Pacific Gas & Electric Company Principal Data Scientist, Strategic Data Science Team, Strategy & Analytics Division in San Francisco, California
Requisition ID # 12378
Job Category : Business Operations / Strategy; Energy Services / Trading; Information Technology
Job Level : Manager/Principal
Business Unit: Strategy and Policy
Job Location : San Francisco
Based in San Francisco, Pacific Gas and Electric Company, a subsidiary of PG&E Corporation (NYSE:PCG), is one of the largest combined natural gas and electric utilities in the United States.And we deliver some of the nation's cleanest energy to our customers in Northern and Central California. For PG&E, Together, Building a Better California is not just a slogan.It's the very core of our mission and the scale by which we measure our success. We know that the nearly 16 million people who do business with our company count on our more than 24,000 employees for far more than the delivery of utility services.They, along with every citizen of the state we call home, also expect PG&E to help improve their quality of life, the economic vitality of their communities, and the prospect for a better future fueled by clean, safe, reliable and affordable energy.
Pacific Gas and Electric Company is an Affirmative Action and Equal Employment Opportunity employer that actively pursues and hires a diverse workforce. All qualified applicants will receive consideration for employment without regard to race, color,national origin, ancestry, sex, age, religion, physical or mental disability status, medical condition, protected veteran status, marital status, pregnancy, sexual orientation, gender, gender identity, gender expression, genetic informationor any other factor that is not related to the job.
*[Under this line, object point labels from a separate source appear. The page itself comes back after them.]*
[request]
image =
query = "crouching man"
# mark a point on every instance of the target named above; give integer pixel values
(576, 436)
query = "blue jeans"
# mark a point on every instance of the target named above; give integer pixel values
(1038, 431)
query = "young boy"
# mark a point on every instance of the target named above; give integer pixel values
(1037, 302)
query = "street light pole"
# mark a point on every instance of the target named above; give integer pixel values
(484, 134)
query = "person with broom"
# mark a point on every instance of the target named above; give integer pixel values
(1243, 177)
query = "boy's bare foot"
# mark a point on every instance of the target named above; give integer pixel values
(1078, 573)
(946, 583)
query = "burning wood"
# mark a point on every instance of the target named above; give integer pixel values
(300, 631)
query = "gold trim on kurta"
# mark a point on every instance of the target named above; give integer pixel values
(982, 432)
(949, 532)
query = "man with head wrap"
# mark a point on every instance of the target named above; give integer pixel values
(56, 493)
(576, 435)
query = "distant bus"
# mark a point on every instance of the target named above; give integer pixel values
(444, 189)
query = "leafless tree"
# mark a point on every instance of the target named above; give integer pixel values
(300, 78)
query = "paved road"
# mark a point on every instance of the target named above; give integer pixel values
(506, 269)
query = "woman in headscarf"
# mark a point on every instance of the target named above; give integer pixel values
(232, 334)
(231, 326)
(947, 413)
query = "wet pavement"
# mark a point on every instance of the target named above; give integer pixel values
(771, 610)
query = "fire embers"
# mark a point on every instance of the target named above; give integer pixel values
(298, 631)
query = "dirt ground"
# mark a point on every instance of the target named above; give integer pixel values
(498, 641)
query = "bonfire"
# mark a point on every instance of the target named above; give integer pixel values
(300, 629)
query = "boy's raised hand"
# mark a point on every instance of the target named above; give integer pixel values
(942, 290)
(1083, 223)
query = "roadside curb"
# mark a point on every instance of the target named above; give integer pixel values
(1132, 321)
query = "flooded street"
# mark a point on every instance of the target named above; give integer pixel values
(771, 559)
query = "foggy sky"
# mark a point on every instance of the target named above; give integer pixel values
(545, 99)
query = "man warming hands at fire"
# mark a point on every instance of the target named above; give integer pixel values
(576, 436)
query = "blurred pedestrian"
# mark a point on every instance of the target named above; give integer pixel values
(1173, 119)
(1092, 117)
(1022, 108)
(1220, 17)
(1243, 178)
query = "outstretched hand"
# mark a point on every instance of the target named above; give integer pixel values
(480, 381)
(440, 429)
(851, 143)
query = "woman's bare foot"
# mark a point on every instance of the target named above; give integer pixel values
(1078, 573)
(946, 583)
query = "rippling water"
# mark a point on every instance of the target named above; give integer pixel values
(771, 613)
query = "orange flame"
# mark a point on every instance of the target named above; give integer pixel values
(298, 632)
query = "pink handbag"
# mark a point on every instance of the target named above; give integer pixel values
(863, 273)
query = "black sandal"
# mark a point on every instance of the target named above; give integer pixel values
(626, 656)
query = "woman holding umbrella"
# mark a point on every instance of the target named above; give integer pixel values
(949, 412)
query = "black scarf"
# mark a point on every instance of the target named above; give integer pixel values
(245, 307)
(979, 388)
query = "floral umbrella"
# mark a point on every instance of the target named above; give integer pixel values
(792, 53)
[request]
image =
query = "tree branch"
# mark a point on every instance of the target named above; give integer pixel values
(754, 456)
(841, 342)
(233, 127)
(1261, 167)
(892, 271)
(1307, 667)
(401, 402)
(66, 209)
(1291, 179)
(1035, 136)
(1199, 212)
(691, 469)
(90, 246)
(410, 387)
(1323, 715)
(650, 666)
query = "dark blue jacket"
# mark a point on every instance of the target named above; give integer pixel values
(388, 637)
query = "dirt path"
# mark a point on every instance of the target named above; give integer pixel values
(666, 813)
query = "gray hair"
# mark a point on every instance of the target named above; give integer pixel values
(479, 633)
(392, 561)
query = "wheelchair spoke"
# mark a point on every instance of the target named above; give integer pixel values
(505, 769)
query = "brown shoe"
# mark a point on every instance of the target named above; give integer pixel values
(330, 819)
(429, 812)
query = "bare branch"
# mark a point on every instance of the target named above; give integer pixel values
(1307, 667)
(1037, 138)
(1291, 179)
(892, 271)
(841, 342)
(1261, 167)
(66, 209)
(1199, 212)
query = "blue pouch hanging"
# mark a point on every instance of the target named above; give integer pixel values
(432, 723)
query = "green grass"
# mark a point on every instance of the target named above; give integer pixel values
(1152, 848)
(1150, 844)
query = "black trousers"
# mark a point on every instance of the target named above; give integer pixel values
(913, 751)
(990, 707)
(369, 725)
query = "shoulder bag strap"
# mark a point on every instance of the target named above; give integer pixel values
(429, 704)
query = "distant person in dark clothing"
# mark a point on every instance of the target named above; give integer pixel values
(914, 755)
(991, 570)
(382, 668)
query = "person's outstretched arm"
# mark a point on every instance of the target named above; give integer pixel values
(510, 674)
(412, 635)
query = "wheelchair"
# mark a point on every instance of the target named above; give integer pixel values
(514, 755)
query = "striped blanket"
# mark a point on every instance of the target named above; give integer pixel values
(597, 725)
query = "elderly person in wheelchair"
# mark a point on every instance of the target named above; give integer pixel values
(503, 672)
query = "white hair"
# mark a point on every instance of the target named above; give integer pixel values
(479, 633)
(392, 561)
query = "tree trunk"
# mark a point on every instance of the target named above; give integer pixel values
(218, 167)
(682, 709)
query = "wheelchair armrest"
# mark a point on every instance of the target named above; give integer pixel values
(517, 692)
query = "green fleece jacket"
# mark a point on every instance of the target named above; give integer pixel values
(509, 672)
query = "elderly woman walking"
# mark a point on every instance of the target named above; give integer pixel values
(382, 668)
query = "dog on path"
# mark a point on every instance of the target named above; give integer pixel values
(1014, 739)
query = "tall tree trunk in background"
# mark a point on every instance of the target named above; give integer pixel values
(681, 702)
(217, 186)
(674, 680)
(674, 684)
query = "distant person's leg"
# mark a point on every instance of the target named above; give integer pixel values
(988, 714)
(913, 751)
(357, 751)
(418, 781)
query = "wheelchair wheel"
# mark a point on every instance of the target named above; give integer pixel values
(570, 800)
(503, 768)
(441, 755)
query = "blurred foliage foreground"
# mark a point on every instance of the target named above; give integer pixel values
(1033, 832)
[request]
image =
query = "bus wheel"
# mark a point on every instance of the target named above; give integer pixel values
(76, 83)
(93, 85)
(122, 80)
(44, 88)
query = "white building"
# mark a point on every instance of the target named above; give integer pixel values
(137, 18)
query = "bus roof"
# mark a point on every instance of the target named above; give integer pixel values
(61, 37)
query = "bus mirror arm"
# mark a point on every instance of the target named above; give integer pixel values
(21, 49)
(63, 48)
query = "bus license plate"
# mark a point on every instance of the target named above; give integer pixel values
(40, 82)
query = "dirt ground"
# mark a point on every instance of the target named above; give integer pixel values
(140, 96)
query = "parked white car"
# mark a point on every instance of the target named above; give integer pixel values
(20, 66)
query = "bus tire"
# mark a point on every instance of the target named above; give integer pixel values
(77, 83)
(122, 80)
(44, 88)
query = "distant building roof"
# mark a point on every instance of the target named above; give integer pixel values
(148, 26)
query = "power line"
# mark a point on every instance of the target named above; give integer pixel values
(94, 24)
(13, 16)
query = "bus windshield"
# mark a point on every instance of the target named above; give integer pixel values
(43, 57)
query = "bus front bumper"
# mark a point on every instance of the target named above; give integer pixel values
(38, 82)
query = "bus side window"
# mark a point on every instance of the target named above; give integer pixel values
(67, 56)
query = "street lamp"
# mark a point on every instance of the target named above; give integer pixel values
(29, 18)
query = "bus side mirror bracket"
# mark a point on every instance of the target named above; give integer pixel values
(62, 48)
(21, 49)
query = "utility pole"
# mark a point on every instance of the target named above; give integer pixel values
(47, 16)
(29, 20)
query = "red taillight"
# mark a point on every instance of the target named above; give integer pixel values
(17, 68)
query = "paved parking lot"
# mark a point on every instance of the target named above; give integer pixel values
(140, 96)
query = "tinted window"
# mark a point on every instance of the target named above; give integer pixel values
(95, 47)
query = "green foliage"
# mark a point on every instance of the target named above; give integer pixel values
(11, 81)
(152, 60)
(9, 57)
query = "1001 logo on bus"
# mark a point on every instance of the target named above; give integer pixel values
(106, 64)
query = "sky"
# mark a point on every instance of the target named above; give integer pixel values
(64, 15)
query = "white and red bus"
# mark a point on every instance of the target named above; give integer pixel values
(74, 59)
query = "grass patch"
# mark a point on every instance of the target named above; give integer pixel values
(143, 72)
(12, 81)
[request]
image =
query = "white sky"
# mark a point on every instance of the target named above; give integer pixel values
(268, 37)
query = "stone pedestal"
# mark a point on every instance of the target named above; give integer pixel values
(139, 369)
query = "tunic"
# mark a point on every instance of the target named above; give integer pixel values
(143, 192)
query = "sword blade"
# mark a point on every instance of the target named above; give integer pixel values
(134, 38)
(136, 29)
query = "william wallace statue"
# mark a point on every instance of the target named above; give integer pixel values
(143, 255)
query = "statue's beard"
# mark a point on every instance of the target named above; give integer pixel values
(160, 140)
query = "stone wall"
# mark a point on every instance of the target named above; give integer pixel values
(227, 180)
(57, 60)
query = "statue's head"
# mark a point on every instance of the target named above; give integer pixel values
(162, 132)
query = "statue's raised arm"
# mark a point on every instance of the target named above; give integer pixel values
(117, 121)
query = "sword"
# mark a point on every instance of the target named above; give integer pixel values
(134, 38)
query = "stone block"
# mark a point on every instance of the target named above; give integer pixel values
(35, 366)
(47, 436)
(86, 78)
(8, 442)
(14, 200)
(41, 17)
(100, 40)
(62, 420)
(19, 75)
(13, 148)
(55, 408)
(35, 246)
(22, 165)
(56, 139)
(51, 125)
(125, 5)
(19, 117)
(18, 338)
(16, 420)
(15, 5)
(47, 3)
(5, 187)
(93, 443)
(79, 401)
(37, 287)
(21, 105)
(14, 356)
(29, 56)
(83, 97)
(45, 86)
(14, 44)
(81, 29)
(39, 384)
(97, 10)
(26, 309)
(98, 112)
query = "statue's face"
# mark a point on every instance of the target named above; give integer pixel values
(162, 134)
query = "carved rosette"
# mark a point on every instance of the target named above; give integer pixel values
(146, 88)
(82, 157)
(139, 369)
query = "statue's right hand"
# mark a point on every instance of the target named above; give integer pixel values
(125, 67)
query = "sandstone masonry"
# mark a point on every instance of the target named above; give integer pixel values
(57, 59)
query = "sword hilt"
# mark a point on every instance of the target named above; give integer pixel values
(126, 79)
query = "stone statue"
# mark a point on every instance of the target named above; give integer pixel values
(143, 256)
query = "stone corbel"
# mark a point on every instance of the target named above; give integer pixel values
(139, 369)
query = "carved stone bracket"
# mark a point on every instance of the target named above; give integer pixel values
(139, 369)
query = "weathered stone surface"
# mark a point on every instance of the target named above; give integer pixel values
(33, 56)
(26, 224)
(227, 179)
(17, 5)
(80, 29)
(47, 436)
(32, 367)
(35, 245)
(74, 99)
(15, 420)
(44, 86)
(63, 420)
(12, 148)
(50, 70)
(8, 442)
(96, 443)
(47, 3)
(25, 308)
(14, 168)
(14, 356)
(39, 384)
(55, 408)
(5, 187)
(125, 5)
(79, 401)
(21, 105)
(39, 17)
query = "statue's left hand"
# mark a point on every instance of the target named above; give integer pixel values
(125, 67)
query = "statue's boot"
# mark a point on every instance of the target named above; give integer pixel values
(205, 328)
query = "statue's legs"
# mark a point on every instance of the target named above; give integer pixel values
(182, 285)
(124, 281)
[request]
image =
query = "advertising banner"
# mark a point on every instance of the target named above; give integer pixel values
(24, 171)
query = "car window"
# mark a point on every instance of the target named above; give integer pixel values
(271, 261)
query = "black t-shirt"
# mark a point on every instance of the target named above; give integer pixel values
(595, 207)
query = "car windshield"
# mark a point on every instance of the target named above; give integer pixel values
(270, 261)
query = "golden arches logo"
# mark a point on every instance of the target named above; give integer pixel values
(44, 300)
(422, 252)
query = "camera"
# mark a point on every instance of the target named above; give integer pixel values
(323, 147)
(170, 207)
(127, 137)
The Strategic Data Science team utilizes advanced modeling and data science to drive PG&E’s transition to the sustainable grid of the future through quantitative decision-making. This work moves beyond descriptive reporting and is focused on driving the business forward through applied statistics, predictive and prescriptive analytics, and insightful tool design. The cornerstone of these high value analytics is one of the largest smart meter usage databases in the industry, that when combined with billing, program engagement, customer demographic, grid, and other data sources has unprecedented potential.
Past projects include:
Assessing the impact and viability of grid edge technologies and distributed energy resources
Forecasting market potential, and adoption of demand side management technologies, programs, and services
Optimizing non-wires alternative resource portfolio, location, and performance
Analyzing customer demographic, program participation and SmartMeter interval data to build program targeting propensity models
Supervised and unsupervised machine learning models using Python and Spark, executed on AWS
A selection of past presentations , awards , and papers are online. Additional examples available upon request
We are looking for a Principal Data Scientist to work on one or more of the areas mentioned above. The Strategic Data Science team is looking to expand on its data science capabilities -- you will have a unique opportunity to be at the forefront of utility industry analytics. In this role you will work as part of cross functional teams, including other data scientists, technology experts, and subject matter experts to develop data driven solutions. It is the perfect role for someone who would like to continue to build upon their professional experience and gain a comprehensive view of the nation’s most advance smart grid.
Excellent oral and written communication skills
Degree in computer science, engineering, applied sciences, mathematics, statistics, econometrics or similar quantitatively focused subject areas or job-related experience
Minimum of 10 years of relevant experience in data science or advanced analytics (through graduate education or work experience)
Demonstrated collaboration or paired development work history
Demonstrated proficiency and experience working with relational databases, preferably in SQL
Demonstrated proficiency writing clear and well documented code, preferably in Python
Demonstrated proficiency with data science best practices, such as version control via Git or similar
Demonstrated proficiency data visualization tools such as Tableau, D3, Plotly, etc.
Demonstrated proficiency with model development for decision analysis, forecasting, or other complex quantitative modeling
Demonstrated experience working with large datasets and knowledgeable about parallelization
Strong understanding of statistics and experience developing supervised & unsupervised learning models
History mentoring and teaching others as well as desire to continue to do so
Enjoy working on complex multi-stage projects with a diverse team
Involvement or strong interest in the energy/clean tech industry
History mentoring and teaching others
Familiarity with transmission and/or distribution power flow models
Past experience with advanced metering interval data
Experience in data engineering tools like Kafka
Analytics and Modeling
Gather, prepare, and analyze data from disparate sources to produce user-friendly models and actionable insights
Work closely with domain experts. Develop a working knowledge of rate structures and elements, load shapes, distributed energy resource technologies and policy options
Develop expertise with grid data, customer demographic information and other structured data sets
Understand and apply statistical and analytical modeling methods such as classification, regression, clustering, anomaly detection, neural networks, etc. to identify opportunities for operational improvements and develop strategic insights
Communication, Summary Presentation and Visualization
Appropriately document data sources, methodology, and model evaluation metrics
Develop and present summary presentations for senior management
Create streamlined visual tools for end-users
Work with business partners to advance business processes, based on analytical findings
Work with team leadership to continually improve analytics at PG&E via demonstrations, mentoring, disseminating best practices, etc.